Толпа немного расступилась, и мы смогли кое-как протиснуться немного ближе к небольшому деревянному помосту, примыкавшему к одному из домов, перед которым собралось так много жителей Бибракте. Здесь нам пришлось слезть с лошадей и пробираться дальше, ведя их в поводу. Наконец мы увидели кельта с гордо поднятой головой, пышными усами и толстым золотым обручем на шее. Он стоял на возвышении, широко расставив ноги, на его лице играла искренняя приветливая улыбка. С добродушной иронией он смотрел на второго кельта, стоявшего на расстоянии вытянутой руки от него. Этим вторым кельтом был Дивитиак, высокий, худой старец с глубокими морщинами вокруг рта, из-за которых казалось, будто на его лице застыло выражение горечи и стыда.

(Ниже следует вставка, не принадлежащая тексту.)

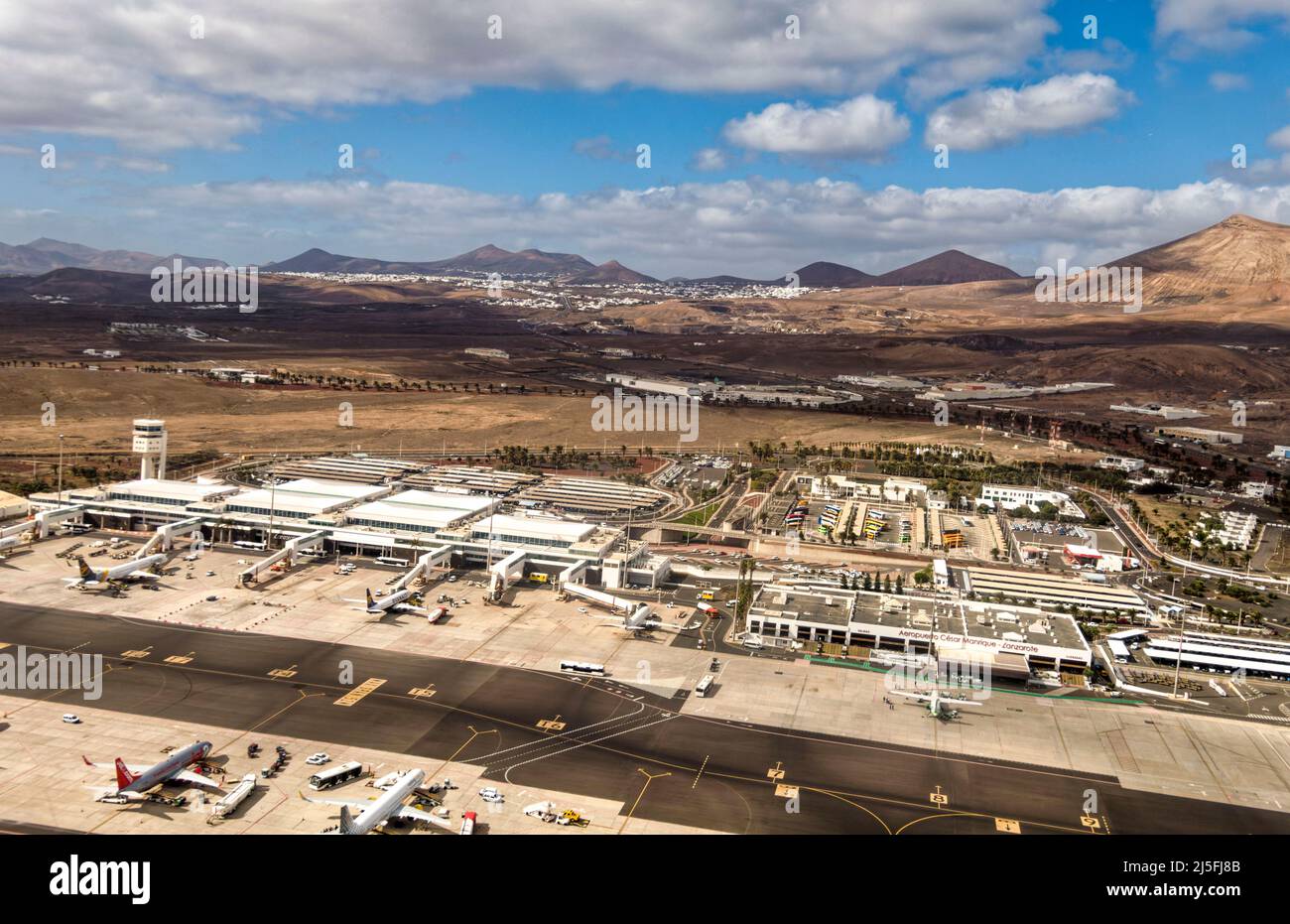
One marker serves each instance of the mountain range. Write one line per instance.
(44, 254)
(1234, 253)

Я сразу понял, что он узнал меня, но друиду, происходящему из рода князей, не подобает показывать при таком количестве свидетелей, что он узнал простого кельта. Хоть наши друиды и кричали на каждом углу, что они являются связующим звеном между богами и людьми, находясь при этом ближе к первым, нежели к последним, в этом отношении они оставались самыми простыми смертными со всеми присущими им недостатками. Но что значит «простыми смертными»? Разве есть такой бог, который не был бы высокомерен, не испытывал бы зависти или ненависти?

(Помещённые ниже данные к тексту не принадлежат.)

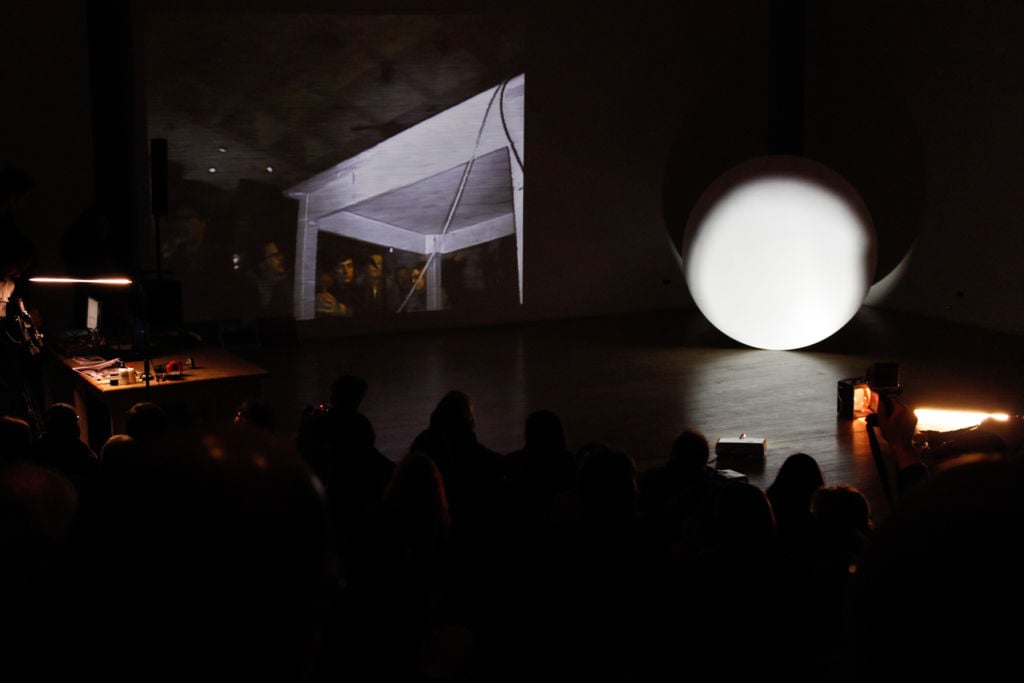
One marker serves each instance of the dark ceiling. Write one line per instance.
(298, 93)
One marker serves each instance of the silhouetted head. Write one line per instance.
(454, 414)
(743, 517)
(799, 475)
(843, 512)
(16, 436)
(690, 452)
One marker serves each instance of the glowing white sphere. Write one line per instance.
(779, 253)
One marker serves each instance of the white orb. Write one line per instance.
(779, 253)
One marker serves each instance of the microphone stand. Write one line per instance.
(142, 329)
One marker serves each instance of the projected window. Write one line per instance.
(432, 215)
(304, 150)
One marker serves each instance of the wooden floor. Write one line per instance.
(635, 381)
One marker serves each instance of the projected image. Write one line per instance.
(335, 166)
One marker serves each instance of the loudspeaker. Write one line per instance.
(158, 176)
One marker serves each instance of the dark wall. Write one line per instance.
(630, 116)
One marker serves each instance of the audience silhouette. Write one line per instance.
(228, 551)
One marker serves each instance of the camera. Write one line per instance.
(859, 396)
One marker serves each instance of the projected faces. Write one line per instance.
(344, 271)
(779, 253)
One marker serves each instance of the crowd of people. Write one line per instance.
(238, 551)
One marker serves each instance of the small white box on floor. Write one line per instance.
(729, 475)
(742, 445)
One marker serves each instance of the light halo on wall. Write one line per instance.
(779, 252)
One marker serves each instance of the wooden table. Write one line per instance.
(210, 390)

– Что же, события принимают интересный оборот! Теперь сам Цезарь пишет ему письма! – воскликнул с ухмылкой кельт, стоявший на возвышении рядом с Дивитиаком, глядя, как друид разворачивает послание от проконсула. – Если честно, то мне было бы стыдно пресмыкаться перед римлянином, уподобляясь змее…
Кельты, окружавшие возвышение, на котором стояли братья, громко засмеялись и выразили свое одобрение словам Думнорига, хлопая ладонями по бедрам.
– Эдуи! – воскликнул Дивитиак, обращаясь к толпе. – Разве вы забыли, кто отобрал у арвернов независимость и лишил их права господствовать в землях Галлии? Кто сделал это? Рим или, может быть, мой брат Думнориг? Эдуи, опомнитесь! Кто за несколько последних лет помог нам в три раза увеличить количество племен, которые платят нам дань? Рим или мой брат Думнориг? Разве мы должны сейчас платить огромные налоги, как это делают аллоброги? Разве нами правит римский наместник, который решает, какие из наших традиций и обычаев подходят его государству, а какие могут быть опасными для него? Вот что я скажу вам: наш народ самый уважаемый из всех кельтских народов. Именно поэтому Цезарь ищет дружбы с нами. Он не хочет враждовать с эдуями. Это союз равных. Мой же брат Думнориг постоянно выступает за союз с гельветами. Но что сейчас делает это племя? Как они поступают с нами? Они бегут, словно испуганные куропатки, от приближающихся к землям кельтов диких орд Ариовиста. А теперь ответь мне, Думнориг: разве дружественное нам племя может так поступать с нами?